I was thinking of adding Trest, but I will check that out. You were in my brain on that one. Thanks for the heads up.
I will save the test for the next non-PH run, coming soon to a liver near me.


----------



## Weallride97 (Mar 6, 2014)

Can you PM about a few questions about DMZ I can't seem to find out how to PM you and I'm new


----------



## CHEZ (Mar 7, 2014)

You can't PM yet brother. Need more posts. What is your question


----------



## Weallride97 (Mar 7, 2014)

What's the thoughts on Iron Labs DMZ 3.0 following there guide. Weeks 1-4 ~ Super-DMZ Rx? - 2 capsules per day (1 cap AM & 1 cap PM)
Weeks 1-4 ~ 4-Andro Rx? - 2 capsules per day (improved mood, energy and libido)
Weeks 1-8 ~ Advanced Cycle Support Rx? - 2 capsules per day (organ and lipid support)
Weeks 5-8 ~ Ultra Male Rx? - 1 capsule per day (post cycle therapy)
Weeks 5-8 ~ E-Control Rx? - 1 capsule 3 times per day (post cycle therapy) 
As a 16 year old? Been working out for almost 3 years now,
Thank you


----------



## CHEZ (Mar 7, 2014)

Brother if your 16 you should not take any oral or injectable aas or pH at all. Especially SuperDMZ 3.
Your endocrine system is not fully mature yet and you may do irreparable harm to it by starting this early.


----------



## ebfitness (Mar 7, 2014)

CHEZ said:


> Brother if your 16 you should not take any oral or injectable aas or pH at all. Especially SuperDMZ 3.
> Your endocrine system is not fully mature yet and you may do irreparable harm to it by starting this early.


Agreed 100%!


----------



## heady muscle (Mar 7, 2014)

CHEZ said:


> Brother if your 16 you should not take any oral or injectable aas or pH at all. Especially SuperDMZ 3.
> Your endocrine system is not fully mature yet and you may do irreparable harm to it by starting this early.
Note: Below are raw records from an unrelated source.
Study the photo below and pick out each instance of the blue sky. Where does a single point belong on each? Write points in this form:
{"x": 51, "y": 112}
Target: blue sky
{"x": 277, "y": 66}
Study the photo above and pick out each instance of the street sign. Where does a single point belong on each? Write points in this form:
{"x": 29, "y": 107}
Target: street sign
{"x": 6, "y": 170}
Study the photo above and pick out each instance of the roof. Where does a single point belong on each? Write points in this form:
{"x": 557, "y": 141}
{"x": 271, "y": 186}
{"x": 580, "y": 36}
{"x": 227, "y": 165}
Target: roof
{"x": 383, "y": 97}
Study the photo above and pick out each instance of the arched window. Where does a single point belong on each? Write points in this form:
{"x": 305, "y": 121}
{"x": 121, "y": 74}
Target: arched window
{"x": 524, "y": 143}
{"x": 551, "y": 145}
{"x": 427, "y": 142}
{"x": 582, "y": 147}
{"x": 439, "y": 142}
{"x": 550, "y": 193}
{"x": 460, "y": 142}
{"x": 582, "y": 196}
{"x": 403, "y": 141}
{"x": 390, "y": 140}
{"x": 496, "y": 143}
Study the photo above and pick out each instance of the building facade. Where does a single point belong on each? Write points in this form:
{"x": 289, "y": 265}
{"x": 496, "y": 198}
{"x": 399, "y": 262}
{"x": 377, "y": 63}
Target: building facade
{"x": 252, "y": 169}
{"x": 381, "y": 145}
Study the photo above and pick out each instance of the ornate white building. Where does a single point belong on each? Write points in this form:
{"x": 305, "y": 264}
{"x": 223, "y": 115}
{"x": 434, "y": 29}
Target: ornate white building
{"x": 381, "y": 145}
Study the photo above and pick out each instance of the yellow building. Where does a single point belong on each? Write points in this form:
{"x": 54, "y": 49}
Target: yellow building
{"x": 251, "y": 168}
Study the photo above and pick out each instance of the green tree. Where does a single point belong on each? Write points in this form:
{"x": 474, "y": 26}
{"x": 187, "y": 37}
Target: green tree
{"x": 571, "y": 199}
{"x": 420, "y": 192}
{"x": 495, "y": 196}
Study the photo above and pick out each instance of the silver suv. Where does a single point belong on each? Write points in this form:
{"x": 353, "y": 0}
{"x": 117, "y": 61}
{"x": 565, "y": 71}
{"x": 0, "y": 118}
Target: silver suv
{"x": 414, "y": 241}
Listen to the man. I know many that started to young that are now in their forties and totally regret it. Stay clean for as long as you can. You have your own Super DMZ in your blood right now, its more than enough. Go with it, enjoy it. Don't take your own nature away from yourself so young, it fades fast as it is. Old dudes like me its fine, we had our kicks and lil' more won't hurt.


----------



## heady muscle (Mar 7, 2014)

heady muscle said:


> *Super DMZ 3.0 log*
> 
> 
> Starting Weight: 177      Height: 5? 7?
> ...



BTW, that is 1/2 hour on the treadmill. I am copy and pasting from a Word document. For some reason it is not translating to the text here. Lol. Yesterday after training legs it did feel like a question mark; 'like, why the fuck I am doing this????


----------



## heady muscle (Mar 9, 2014)

*Super DMZ 3.0 log*


Starting Weight: 183      Height: 5? 7?

Day 1: March 9[SUP]nd[/SUP]
One capsule upon waking and one in the evening.

Workout:
Back:          4 sets each
Superset:


chins /bent over barbell rows
 One arm T bar rows/ Hammer strength row machine.
Dumbell pullovers/one arm dumbbell row
Chest:
Superset:


Bench press/ Dips
Incline bench press/incline flies
Flat flies/ pushups
Half hour on treadmill running.


*First impressions and side effects:*
The pump again was insane. I noticed I was huffing and puffing today and thought I was just tired. Jump on the scale, my weight has gone up dramatically. I am on maintenance or below diet. Incredible.
Some back and shin pumps again. Aggression is present.


----------



## heady muscle (Mar 10, 2014)

Didn't train today. Work keep me late. I did get on the scale and my weight is booming! 183! Still no sign of bloat. People have asked at work what is going on. The one thing is, my face getting thinner and I am getting lean and very hard. I did not expect this. Wasn't really trying to put on mass. lol.
Just started now to get some testicular atrophy. Got hide'em from the wife! Shouldn't be a problem after being married 15 years!
This stuff is the real deal. Very impressed. Not for kiddies.


----------



## heady muscle (Mar 12, 2014)

*Super DMZ 3.0 log*


Starting Weight: 

Day 1: March [SUP]11[/SUP]
One capsule upon waking and one in the evening.

*Workout:*
_Quads_:          4 sets
*Stupor set*


Front Squats 
Back Squats 
*Superset*


Alternate leg lunges 
Sissy squats 
_Hams_
*Superset*: 5 each


Stiff legged dead lifts 
Leg curls 
 
Half hour on treadmill some running, my quads felt like lead ballons.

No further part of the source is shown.